VESTA utilises the outer most points of the SIS application logic possible, which is normally the I/O channels used by the application (the same points logically connected to the Input / Output Modules). By using the I/O channels, the offsite testing fully exercises the Input processing and Output processing logic elements of the application

Assuming that all Sensors, Final Elements and the live production SIS hardware are maintained in line with the SRS by the site maintenance team, performing an Annual VESTA test for the SIS, providing 100% test coverage of the Application Software Logic, provides coverage for all SIFs contained within the SIS, including the testing of all Primary and Secondary actions.

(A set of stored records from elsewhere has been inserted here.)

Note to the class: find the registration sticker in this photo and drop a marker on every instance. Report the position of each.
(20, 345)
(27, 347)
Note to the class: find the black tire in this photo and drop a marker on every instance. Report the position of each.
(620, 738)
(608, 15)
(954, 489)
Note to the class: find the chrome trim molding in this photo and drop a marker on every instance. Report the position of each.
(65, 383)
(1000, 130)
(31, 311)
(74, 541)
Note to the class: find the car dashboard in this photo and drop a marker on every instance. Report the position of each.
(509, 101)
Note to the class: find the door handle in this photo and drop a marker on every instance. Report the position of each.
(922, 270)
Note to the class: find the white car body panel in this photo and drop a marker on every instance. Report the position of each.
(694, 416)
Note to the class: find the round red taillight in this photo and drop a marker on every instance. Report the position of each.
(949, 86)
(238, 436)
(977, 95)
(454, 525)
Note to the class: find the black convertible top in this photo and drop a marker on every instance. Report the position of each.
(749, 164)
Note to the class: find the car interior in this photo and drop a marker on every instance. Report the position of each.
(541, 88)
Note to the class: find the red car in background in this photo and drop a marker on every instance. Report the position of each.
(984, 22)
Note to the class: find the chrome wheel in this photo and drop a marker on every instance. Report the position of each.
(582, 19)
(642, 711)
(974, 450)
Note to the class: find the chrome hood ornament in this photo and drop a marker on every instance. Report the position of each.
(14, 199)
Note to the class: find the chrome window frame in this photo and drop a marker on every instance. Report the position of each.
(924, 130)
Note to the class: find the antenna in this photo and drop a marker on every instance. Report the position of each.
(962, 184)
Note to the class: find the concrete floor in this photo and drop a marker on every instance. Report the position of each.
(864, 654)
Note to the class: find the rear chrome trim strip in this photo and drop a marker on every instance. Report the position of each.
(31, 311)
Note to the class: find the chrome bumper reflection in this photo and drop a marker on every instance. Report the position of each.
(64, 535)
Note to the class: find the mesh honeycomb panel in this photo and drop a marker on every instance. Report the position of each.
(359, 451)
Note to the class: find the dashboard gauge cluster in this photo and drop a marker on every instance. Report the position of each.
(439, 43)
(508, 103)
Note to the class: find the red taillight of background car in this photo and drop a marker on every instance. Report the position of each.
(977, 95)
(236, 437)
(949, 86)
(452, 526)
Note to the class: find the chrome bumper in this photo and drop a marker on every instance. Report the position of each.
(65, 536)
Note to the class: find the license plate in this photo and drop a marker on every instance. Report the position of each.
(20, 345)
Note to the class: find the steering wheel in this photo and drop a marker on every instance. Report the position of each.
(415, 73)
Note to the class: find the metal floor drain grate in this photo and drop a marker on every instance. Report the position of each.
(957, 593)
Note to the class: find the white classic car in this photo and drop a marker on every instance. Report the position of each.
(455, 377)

Automated Logic Testing Examples

Full System VESTA Testing

The following example is a real world example completed by Process Safety Solutions for one of our supported clients;

To support proof testing of plant SIFs, an Annual VESTA test on all plant SIS is required. This is to limit the risk to production on site and to significantly reduce the personnel required on site to conduct the testing.

Utilising VESTA to test the application logic of the SIS, which includes 1 of ESD, 2 of PSD, and 2 of F&G nodes, and utilising test definitions from CERES and LEDA (Process Safety Solutions C&E and Logigram Management Software), the full 100% logic testing was conducted off site.

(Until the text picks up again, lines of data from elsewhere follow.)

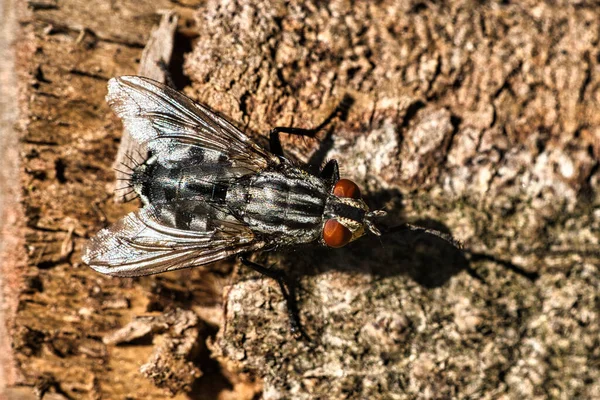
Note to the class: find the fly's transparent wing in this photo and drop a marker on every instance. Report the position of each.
(177, 129)
(151, 240)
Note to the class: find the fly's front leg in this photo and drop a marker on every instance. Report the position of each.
(275, 142)
(288, 291)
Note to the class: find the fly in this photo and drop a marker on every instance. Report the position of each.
(209, 192)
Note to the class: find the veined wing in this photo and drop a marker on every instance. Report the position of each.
(177, 129)
(150, 241)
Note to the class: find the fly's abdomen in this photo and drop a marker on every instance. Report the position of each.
(289, 205)
(158, 184)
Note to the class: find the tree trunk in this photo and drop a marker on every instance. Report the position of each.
(478, 120)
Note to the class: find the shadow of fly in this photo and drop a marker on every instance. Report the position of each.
(209, 192)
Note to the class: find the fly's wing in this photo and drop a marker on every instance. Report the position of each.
(166, 237)
(177, 129)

  • Over 1,300 tests completed.
  • Over 5,000,000 state changes actioned.
  • 3,000 I/O.
  • Less than one week to complete.

This testing was done by running the site versions of the application logic on OEM supplied logic solver targets.

It is estimated that ~16,000 Hours are saved annually (assuming 2 SIF tests per shift by 2 technicians) by deploying the automated test strategy.

In reality, if all SIFs were tested on the live production facility, it could feasibly take over 300 days (assuming 4-5 SIFs per day) to complete. This means an ~80% plant outage each year for SIF testing only.

Assuming the production facility generates £1m per day and a ~80% plant outage each year for SIF testing, automated testing can prevent the loss of ~£300m each year.

Specific SIF VESTA Testing

The following example is a real world example completed by Process Safety Solutions for one of our supported clients;

A requirement to test a large number of SIS inputs and outputs was raised when two packages, which contained SIFs, was to be re-instated after being offline for a number of years.

Sensor and Final Element Testing could be completed on site but due to the interaction of Secondary Trip actions, C&E testing was being denied by operations.

As this client had their systems supported by the Process Safety Management Suite, with their Cause and Effects managed by CERES and Automated Testing performed by VESTA, the setup and testing of the required SIFs took less than 4 engineering hours to complete.

The testing required related to ~20 Sensors and ~1,100 Final Elements, and involved voting and time delay functions.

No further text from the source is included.